I dati comunicati dall’Abi in merito alla ricchezza finanziaria degli italiani hanno registrato una flessione di 156 miliardi di euro nel corso dello scorso anno (leggi l’articolo), passando da 4.474 a 4.218 miliardi di euro. Abbiamo chiesto a Maurizio Bufi, presidente dell’Anasf un commento a questi numeri e possibili soluzioni per evitare il ripetersi di casi analoghi.
Bufi, a cosa è dovuta questa variazione negativa della ricchezza in Italia?
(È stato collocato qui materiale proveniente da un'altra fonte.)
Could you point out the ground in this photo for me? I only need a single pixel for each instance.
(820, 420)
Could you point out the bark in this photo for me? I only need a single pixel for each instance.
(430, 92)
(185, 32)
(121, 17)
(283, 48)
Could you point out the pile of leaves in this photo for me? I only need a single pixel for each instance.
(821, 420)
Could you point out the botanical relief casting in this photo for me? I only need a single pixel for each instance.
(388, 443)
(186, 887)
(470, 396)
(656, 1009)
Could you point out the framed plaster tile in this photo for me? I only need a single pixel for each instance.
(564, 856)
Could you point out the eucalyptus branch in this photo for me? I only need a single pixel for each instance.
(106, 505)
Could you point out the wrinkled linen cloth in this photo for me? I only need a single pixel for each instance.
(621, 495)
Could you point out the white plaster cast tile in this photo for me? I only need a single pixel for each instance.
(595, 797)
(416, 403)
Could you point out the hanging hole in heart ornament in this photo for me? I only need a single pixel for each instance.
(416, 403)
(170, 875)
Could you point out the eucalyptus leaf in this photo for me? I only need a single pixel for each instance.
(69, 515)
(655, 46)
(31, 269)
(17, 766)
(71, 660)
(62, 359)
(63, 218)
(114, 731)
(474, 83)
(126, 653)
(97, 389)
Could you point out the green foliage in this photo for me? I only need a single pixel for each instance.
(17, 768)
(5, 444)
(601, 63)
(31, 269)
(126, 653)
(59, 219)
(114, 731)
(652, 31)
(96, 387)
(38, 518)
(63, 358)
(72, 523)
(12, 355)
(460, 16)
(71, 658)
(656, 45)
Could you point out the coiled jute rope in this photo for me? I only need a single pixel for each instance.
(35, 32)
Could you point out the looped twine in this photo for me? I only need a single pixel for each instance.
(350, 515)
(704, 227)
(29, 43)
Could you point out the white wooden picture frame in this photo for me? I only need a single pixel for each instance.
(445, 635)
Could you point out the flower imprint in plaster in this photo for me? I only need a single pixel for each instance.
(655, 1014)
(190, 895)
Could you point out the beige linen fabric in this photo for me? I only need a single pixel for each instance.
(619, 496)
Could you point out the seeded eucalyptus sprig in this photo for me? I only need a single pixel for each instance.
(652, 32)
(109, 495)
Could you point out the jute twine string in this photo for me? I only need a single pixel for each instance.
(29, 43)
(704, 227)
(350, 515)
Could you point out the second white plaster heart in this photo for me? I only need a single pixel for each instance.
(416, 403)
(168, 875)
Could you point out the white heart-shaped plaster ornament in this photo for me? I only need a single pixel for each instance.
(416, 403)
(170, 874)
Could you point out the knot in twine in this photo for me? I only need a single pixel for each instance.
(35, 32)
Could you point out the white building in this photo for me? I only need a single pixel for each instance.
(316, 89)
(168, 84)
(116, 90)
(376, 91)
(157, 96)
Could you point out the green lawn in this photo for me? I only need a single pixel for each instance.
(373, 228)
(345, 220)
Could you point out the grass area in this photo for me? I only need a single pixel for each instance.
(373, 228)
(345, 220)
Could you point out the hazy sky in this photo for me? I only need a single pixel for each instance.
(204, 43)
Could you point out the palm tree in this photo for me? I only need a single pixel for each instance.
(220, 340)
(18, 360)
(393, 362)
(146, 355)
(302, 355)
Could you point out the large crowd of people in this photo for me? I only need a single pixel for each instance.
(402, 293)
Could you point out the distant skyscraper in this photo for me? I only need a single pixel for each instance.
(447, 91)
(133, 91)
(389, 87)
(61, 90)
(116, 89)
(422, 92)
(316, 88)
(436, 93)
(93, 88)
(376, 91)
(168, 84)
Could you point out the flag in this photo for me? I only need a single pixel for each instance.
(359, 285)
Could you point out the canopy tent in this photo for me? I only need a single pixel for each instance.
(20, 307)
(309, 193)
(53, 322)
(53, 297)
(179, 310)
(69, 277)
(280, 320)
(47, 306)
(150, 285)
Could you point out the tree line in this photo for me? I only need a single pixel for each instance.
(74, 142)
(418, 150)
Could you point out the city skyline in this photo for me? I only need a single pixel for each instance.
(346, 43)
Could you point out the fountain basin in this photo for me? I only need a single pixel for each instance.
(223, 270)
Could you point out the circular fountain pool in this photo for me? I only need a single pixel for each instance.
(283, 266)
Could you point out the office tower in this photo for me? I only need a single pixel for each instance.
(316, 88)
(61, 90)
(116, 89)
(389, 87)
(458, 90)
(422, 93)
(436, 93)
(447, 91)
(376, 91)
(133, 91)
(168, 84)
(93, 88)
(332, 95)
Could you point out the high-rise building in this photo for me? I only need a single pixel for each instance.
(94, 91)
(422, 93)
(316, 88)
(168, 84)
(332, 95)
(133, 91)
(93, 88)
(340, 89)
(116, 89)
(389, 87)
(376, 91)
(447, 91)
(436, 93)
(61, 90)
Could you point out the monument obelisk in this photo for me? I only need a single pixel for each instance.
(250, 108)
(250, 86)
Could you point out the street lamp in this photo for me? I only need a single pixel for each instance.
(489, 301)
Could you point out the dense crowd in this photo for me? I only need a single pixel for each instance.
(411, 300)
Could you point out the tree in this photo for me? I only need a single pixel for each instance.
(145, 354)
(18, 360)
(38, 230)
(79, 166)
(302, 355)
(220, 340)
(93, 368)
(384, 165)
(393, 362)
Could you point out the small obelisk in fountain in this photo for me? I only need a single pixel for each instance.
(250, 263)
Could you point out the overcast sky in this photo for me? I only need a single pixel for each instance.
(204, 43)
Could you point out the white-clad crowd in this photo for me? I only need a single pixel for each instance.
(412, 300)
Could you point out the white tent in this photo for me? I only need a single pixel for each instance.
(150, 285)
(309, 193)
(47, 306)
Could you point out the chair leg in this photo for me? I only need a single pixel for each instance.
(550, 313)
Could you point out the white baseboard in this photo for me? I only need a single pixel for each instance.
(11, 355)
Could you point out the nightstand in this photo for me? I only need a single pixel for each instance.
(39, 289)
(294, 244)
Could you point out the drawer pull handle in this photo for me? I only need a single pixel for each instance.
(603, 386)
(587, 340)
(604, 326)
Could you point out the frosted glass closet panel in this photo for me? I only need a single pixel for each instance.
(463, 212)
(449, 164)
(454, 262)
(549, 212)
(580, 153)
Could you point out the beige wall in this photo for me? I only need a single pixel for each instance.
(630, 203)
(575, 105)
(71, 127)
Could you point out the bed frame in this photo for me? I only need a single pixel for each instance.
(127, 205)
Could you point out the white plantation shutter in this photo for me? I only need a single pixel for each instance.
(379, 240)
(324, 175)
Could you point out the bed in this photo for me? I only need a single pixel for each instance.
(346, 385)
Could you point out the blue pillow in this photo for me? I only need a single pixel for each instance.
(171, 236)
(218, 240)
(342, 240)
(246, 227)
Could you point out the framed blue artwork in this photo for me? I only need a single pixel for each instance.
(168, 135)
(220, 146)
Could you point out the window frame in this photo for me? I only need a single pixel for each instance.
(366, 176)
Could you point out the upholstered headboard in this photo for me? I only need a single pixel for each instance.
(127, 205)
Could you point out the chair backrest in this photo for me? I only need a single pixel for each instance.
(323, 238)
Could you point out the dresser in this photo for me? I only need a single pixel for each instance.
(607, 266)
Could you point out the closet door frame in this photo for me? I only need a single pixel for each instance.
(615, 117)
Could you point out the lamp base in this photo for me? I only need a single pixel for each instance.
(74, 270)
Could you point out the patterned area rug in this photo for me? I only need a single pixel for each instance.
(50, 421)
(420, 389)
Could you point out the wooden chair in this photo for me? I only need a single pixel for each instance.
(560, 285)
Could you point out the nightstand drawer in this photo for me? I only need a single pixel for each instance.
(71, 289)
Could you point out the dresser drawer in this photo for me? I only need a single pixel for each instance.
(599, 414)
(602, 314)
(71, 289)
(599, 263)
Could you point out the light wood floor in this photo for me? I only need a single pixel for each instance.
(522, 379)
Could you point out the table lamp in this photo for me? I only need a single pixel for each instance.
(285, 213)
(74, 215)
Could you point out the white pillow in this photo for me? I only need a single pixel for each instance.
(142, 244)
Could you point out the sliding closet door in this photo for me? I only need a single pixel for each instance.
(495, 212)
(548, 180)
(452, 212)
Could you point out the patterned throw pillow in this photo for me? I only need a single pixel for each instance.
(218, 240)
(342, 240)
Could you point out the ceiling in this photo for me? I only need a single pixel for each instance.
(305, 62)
Il dato relativo alla flessione fa riferimento al 2018. Sappiamo tutti che è stato un anno pessimo per gli investimenti. Quasi tutte le asset class, con rare eccezioni, hanno registrato una performance negativa. In particolare ha pesato l’andamento dei mercati nel terzo trimestre per i timori di un’imminente recessione a seguito della guerra commerciale tra Usa e Cina. Se facessimo questa valutazione ora probabilmente avremo dei risultati un po’ diversi, visto il forte rimbalzo registrato dai listini internazionali nei primi tre mesi di quest’anno. Lo scenario di fondo è cambiato e come spesso accade chi si avventura nelle previsioni molto spesso sbaglia. C’è poi da evidenziare anche il fatto che c’è una montagna di liquidità ferma sui conti correnti, quasi 1400 miliardi di euro, che rende poco o nulla. Tra risparmiatori e imprese c’è un generale clima di insicurezza che regna sovrana e in questi casi la risposta più semplice all’incertezza è quella di rimanere liquidi.
Pensa sia una tendenza diffusa quella della liquidità?
Sarebbe utile vedere la composizione dei portafogli dei risparmiatori in relazione al loro intermediario di riferimento: consulenti finanziari, banche o Poste. Molto probabilmente ci potrebbe essere una sostanziale differenza visto che i portafogli dei consulenti sono impostati e articolati sulla pianificazione ed articolati in relazione alle esigenze di vita della clientela, per cui la quota di liquidità potrebbe essere inferiore a quelli impostati dagli altri intermediari, dove il servizio di consulenza è meno articolato. E’ evidente perciò che nei momenti di incertezza il ruolo del consulente è ancora più importante.
Cosa si può fare per evitare un andamento del genere in futuro?
Per evitare il ripetersi di queste situazioni ci vorrebbe un numero maggiori di consulenti finanziari in attività rispetto agli attuali 22.000, che gestiscono circa il 15% della ricchezza degli italiani. La parte restante è in mano a banche e Poste. Noi come Anasf siamo presenti su questo fronte per cercare di favorire il passaggio generazionale tra professionisti e promuovere i percorsi di formazione per accedere alla professione. Ad esempio il lavoro dei cf potrebbe essere organizzato sulla base di team e sulla sua naturale evoluzione (cioè la persona giuridica), in questo modo i senior potrebbero recuperare del tempo utile per una maggiore intraprendenza commerciale. La ricchezza in Italia è detenuta dalle fasce più adulte che sono però quelle più inclini a mantenersi liquide.
Gli italiani dove possono trovare un bravo consulente finanziario?
Ai risparmiatori alla ricerca di un consulente finanziario di fiducia voglio ricordare che possono trovare molte informazioni sul sito dell’OCF, l’organismo che gestisce l’albo professionale. Al suo interno sono iscritti i consulenti finanziari italiani, che sul mercato si confrontano con diversi modelli di business e organizzazione (abilitati all’offerta fuori sede attraverso le reti, le filiali bancarie e gli uffici postali, nonché gli autonomi e le società di consulenza).
Ma allora si prospetta un momento positivo per i professionisti della consulenza?
La quota di mercato delle reti di consulenza finanziaria continua a registrare una crescita positiva ma per fare il vero salto di qualità serve una maggiore valorizzazione della figura del consulente finanziario. Una figura professionale che non tutti gli italiani ancora conoscono. In questo senso tutti gli attori del sistema dovrebbero fare la loro parte, istituzioni, intermediari e anche i singoli consulenti in un’ottica di personal branding.